Another FSMA communication, dated from around the same period, indicates that the body does consider CFDs and binary options as derivatives and investment instruments. The communication seeks to cover what it terms “all types of derivative products”, with these classified as the over-the-counter (OTC) variety.
The FSMA edict was dated on April 24, 2014, communicated on May 21 and took effect July 1.
Numerous online brokers have however continued to offer bitcoin CFDs to Belgium-based customers. The FSMA has recently informed some brokers that their offerings do in fact contravene the Royal Decree. Enforcement measures such as fines have not yet been taken, perhaps in consideration of an unclear understanding of the regulations’ applicability.

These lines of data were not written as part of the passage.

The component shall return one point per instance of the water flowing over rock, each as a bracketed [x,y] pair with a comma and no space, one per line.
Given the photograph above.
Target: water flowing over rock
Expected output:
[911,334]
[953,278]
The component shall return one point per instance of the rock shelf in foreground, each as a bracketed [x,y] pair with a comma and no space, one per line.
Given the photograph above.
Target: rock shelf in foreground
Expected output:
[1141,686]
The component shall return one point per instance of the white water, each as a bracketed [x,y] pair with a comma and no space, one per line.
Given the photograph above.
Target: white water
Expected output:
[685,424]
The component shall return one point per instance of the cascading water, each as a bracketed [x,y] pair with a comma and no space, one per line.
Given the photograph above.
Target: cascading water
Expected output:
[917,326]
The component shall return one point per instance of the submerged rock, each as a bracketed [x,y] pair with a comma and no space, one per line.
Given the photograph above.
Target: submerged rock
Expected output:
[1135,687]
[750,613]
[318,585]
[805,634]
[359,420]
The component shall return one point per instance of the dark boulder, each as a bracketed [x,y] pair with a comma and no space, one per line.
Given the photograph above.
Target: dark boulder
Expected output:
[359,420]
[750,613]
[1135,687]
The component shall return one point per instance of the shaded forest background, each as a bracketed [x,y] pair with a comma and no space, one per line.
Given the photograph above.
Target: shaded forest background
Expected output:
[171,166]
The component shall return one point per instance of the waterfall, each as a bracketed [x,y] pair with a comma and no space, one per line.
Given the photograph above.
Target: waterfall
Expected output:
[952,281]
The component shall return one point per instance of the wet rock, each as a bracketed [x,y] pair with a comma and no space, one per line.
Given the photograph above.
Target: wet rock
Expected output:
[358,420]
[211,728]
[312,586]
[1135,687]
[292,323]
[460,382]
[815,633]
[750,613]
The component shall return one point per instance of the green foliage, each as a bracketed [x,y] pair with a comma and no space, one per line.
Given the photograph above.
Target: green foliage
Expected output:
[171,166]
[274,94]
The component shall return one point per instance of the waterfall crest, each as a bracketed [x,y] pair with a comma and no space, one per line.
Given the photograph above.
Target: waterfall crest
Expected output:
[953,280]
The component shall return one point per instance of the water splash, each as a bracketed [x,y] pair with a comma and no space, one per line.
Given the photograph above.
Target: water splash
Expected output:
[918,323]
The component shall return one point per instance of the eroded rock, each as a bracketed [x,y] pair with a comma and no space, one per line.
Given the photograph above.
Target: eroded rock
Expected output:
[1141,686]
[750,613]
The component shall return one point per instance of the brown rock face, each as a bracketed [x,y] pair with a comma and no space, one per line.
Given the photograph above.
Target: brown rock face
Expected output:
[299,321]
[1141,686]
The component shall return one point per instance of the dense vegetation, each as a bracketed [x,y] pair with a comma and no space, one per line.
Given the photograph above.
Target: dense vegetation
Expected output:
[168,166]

One recent example is Markets.com, which alerted its third party affiliates to refrain from using marketing material for bitcoin-related products in Belgium. The firm also removed its French and Dutch language bitcoin-related advertising content. Members were informed that they should exercise caution to ensure that “nothing Bitcoin related is used in French or Dutch in Belgian sites.” Sources at Markets.com explained to Finance Magnates that action was taken following a warning by the FSMA.

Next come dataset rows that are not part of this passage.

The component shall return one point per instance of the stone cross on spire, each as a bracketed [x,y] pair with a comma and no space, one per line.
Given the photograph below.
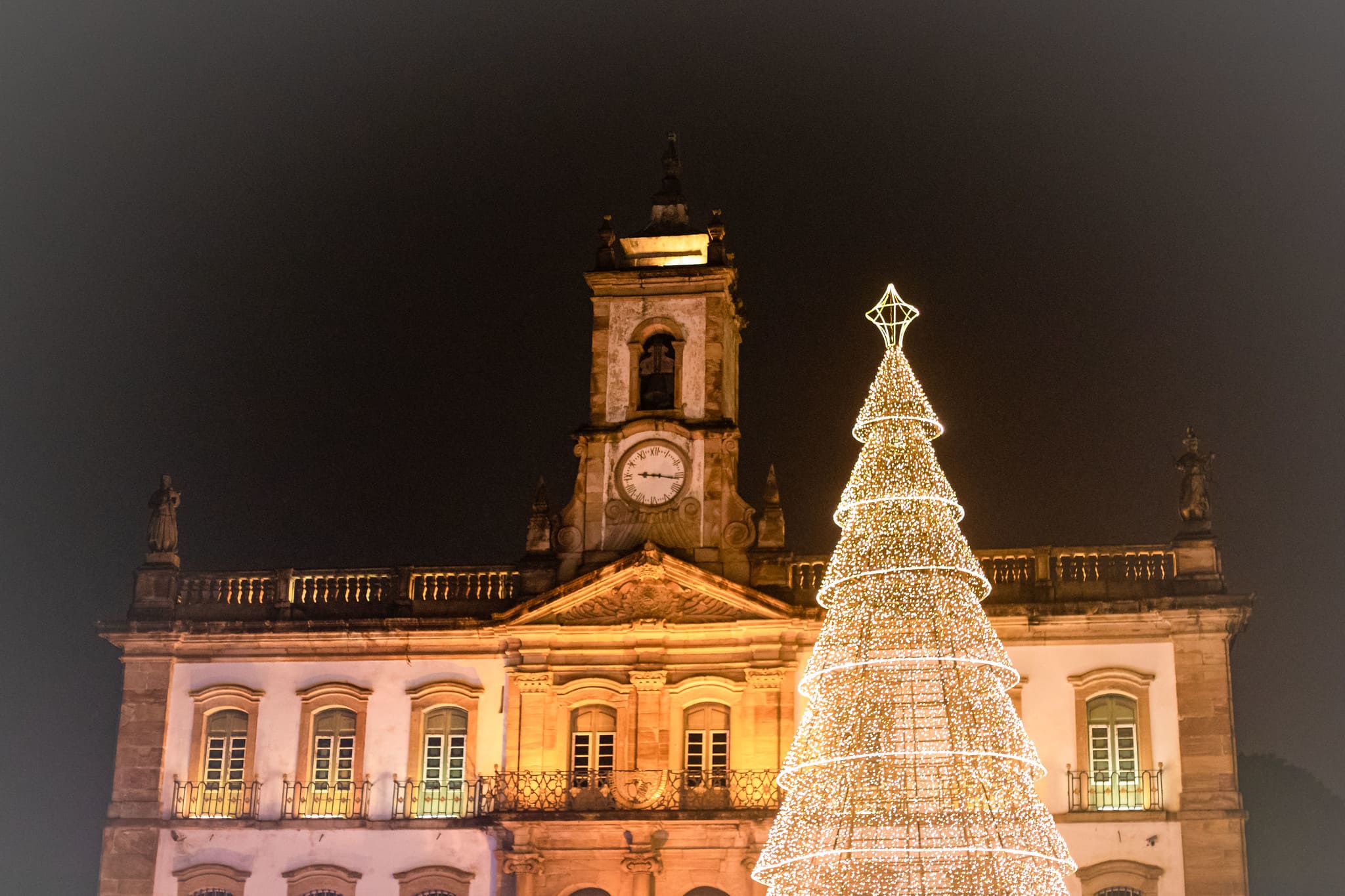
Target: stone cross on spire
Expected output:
[892,316]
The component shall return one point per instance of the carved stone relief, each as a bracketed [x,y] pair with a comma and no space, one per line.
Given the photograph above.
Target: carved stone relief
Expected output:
[650,599]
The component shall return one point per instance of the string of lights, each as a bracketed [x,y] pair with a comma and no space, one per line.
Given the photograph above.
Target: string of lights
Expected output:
[911,773]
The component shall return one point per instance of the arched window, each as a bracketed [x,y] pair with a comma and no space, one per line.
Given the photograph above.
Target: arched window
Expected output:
[227,750]
[1113,736]
[658,373]
[334,747]
[445,747]
[707,744]
[592,744]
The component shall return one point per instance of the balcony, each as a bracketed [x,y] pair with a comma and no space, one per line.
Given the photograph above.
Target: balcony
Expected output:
[634,790]
[326,800]
[214,798]
[1116,792]
[436,800]
[588,792]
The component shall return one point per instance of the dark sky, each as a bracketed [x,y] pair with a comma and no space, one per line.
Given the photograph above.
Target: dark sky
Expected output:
[322,264]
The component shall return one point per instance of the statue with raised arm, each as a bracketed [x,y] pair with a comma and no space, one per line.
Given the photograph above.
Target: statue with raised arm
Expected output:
[163,517]
[1195,467]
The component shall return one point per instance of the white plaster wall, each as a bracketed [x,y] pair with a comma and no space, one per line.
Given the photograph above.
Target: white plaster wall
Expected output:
[694,450]
[1091,844]
[387,729]
[1048,707]
[377,855]
[623,317]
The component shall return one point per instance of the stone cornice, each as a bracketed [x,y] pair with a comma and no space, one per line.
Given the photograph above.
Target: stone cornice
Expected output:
[1094,622]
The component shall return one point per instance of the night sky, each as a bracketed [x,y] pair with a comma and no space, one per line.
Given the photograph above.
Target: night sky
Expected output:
[322,264]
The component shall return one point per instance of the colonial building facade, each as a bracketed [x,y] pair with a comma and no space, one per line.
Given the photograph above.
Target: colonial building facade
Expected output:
[606,715]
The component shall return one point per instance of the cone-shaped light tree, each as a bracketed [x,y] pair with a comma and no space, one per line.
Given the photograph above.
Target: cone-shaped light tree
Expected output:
[911,774]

Plus500 told Finance Magnates that it does not offer its bitcoin or litecoin CFDs in the country, citing the FSMA directive. Other brokers have also reported that they are removing availability of their bitcoin CFD offerings to Belgium-based clients.
Some smaller, lightly regulated brokers, however, have yet to remove their offerings.

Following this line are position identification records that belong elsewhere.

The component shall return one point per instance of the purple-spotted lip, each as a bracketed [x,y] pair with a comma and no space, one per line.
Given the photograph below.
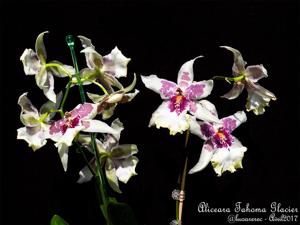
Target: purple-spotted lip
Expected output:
[222,139]
[71,119]
[178,103]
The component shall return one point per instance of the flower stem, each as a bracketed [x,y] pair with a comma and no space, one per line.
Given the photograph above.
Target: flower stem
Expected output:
[71,43]
[61,108]
[229,79]
[182,180]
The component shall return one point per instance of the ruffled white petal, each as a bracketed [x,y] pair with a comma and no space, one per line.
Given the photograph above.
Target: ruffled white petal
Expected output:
[205,157]
[239,63]
[198,90]
[235,91]
[195,128]
[63,150]
[110,172]
[228,159]
[35,139]
[165,88]
[230,123]
[115,63]
[186,74]
[97,126]
[31,63]
[163,117]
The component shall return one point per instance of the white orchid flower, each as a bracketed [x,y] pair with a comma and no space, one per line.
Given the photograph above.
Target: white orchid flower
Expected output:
[179,99]
[34,63]
[258,97]
[79,119]
[36,130]
[118,160]
[222,149]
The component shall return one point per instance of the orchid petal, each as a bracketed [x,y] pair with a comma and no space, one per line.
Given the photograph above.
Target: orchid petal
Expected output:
[40,47]
[85,111]
[68,137]
[228,159]
[239,63]
[31,62]
[95,98]
[186,74]
[205,157]
[63,150]
[62,70]
[85,175]
[129,96]
[165,88]
[195,128]
[258,98]
[35,137]
[205,111]
[198,90]
[256,72]
[125,168]
[115,63]
[26,104]
[232,122]
[163,117]
[235,91]
[123,151]
[48,106]
[110,172]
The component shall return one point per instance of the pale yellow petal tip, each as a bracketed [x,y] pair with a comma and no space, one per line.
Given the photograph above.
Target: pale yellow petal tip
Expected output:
[218,167]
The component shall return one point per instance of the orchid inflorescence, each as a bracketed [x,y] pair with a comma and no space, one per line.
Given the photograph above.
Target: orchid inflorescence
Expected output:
[80,125]
[183,109]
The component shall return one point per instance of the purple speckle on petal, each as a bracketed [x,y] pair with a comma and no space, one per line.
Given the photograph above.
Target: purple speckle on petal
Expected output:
[83,110]
[183,84]
[69,121]
[178,103]
[207,130]
[229,124]
[194,91]
[168,88]
[186,76]
[222,139]
[193,107]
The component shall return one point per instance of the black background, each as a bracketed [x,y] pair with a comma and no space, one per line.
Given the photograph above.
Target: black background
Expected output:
[158,36]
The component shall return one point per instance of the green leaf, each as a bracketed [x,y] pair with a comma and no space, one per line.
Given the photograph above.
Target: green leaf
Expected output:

Although we’re dealing with a niche product in a small market, the direction taken carries potential significance for the future. It can be particularly relevant in the EU, where in the absence of a specific ruling in one member state, direction is taken from another. A good recent example is Spain’s exemption of bitcoin purchases from VAT. The decision was drawn from a separate court ruling in the Netherlands, during which it was derived that bitcoin falls into the category of payment instruments exempt from VAT.